The proposal was criticized for limiting applicants for the license to "an entity that owned in 2003 at least 51 percent of an entity licensed to operate a commercial track in Penobscot County". The only entity that meets that criterion is Capital 7, which is largely owned by developer Shawn Scott. Though the company must be given the license, it can be sold after it is obtained. Shawn Scott did this in 2003 after convincing Maine voters to authorize the opening of the Hollywood Casino Bangor, selling it to Penn National Gaming.

Until April 2017, Shawn's sister Lisa Scott appeared as the sole funder of the campaign. After the Maine Ethics Commission began an investigation of the campaign, Lisa revealed that most of the money comes from both domestic and offshore investment firms connected to Shawn. The investigation revealed that $4 million was spent just to get the question on the ballot. Lisa stepped down from the campaign at the end of August 2017, stating that she did not want to be a distraction from the campaign.

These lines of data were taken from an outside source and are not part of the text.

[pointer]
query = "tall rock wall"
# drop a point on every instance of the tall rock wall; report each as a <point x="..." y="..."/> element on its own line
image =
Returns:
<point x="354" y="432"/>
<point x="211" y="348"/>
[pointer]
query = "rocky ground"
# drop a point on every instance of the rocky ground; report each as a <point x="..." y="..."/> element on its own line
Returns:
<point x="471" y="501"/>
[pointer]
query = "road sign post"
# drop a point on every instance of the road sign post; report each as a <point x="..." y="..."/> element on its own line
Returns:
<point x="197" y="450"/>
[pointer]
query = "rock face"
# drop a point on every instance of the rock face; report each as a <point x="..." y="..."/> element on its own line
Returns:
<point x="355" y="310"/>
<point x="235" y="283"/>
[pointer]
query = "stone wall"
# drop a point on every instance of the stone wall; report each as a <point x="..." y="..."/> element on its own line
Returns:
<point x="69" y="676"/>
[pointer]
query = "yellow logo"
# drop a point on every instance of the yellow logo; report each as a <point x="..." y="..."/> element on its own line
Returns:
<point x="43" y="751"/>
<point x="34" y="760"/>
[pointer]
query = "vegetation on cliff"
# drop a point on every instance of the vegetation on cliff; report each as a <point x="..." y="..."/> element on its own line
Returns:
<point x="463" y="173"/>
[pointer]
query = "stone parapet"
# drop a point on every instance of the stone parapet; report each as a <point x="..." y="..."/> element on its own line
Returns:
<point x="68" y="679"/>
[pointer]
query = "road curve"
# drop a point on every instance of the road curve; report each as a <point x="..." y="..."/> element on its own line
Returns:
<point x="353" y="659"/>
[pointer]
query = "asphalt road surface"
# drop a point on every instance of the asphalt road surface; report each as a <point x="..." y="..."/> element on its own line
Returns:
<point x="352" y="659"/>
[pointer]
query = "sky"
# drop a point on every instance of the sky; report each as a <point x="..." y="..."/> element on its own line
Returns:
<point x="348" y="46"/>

===Ethics commission fines===
On November 3, 2017, the Maine Commission on Governmental Ethics and Election Practices voted in a series of 4-1 votes to levy fines totaling $500,000 against the four ballot question committees involved in the campaign for Question 1. The fines were related to violations of Maine's campaign finance disclosure laws from those committees and Lisa Scott, being what the commission called a pattern of evasion in disclosing who was funding the campaign. One commissioner said that there seemed to have been an effort to conceal the involvement of Shawn Scott in the funding of the campaign. The amount of the fines was a record for the commission, being almost 10 times that of the previous record, though it was not the maximum permitted by law. Members of the commission who voted for the high fines said that believed a law passed by voters in 2015 required the steeper fines, and they wished to send a message that the public has a right to know where money for campaigns comes from. The one commissioner who voted against the fines, Bradford Pattenshall, stated that the felt the high fines were "grossly disproportionate" to the offenses and did not see the violations as nefarious. Lawyers representing Lisa Scott and the campaign committees have said the fines were excessive and that the Commission had "put its thumb on the scale" for the upcoming vote. They pledged to appeal the fines in court.

The Commission also voted 5-0 that a campaign committee led by Shawn Scott was only a donor to the other committees, and as such did not need to register as a political action committee. A spokesperson for Shawn, former Maine Attorney General Andrew Ketterer, said that Shawn had been "vindicated" and that the ruling was proof he had complied with the spirit and letter of the law.

==Campaign==
By September 15, 2017, no formal opposition to the proposal had emerged, and no television advertising had been purchased in Maine's media markets regarding the question. Supporters released a TV ad on September 27. Opponents, organizing under the name A Bad Deal for Maine PAC, launched a website the week of October 7. Supporters have spent $1.55 million on their campaign, as well as incurring $1 million in debt, according to their October 5 campaign finance report. The only contribution listed on the October 5th finance report of opponents was $30,000 on a poll funded by Churchill Downs Incorporated, which owns the Oxford Casino in Oxford County.

Shawn Scott began to take a higher profile as the election approached, appearing in advertisements, holding news conferences, and representing the campaign at debates.

===Endorsements===
====Supporters====
- Andrew Ketterer, former Maine Attorney General
- Aroostook Band of Micmac
- Lance Harvell, State representative (R-Farmington)
- Tom Saviello, State senator (R-Wilton)

====Opponents====
- Paul LePage, Governor of Maine
- Bangor Daily News
- MaineToday Media newspapers; Portland Press Herald, Kennebec Journal, Morning Sentinel

==Result==
The Associated Press called the referendum at about 9 P.M. on election night for the no side. With 70 percent of precincts reporting, the no side had about 84% of the vote.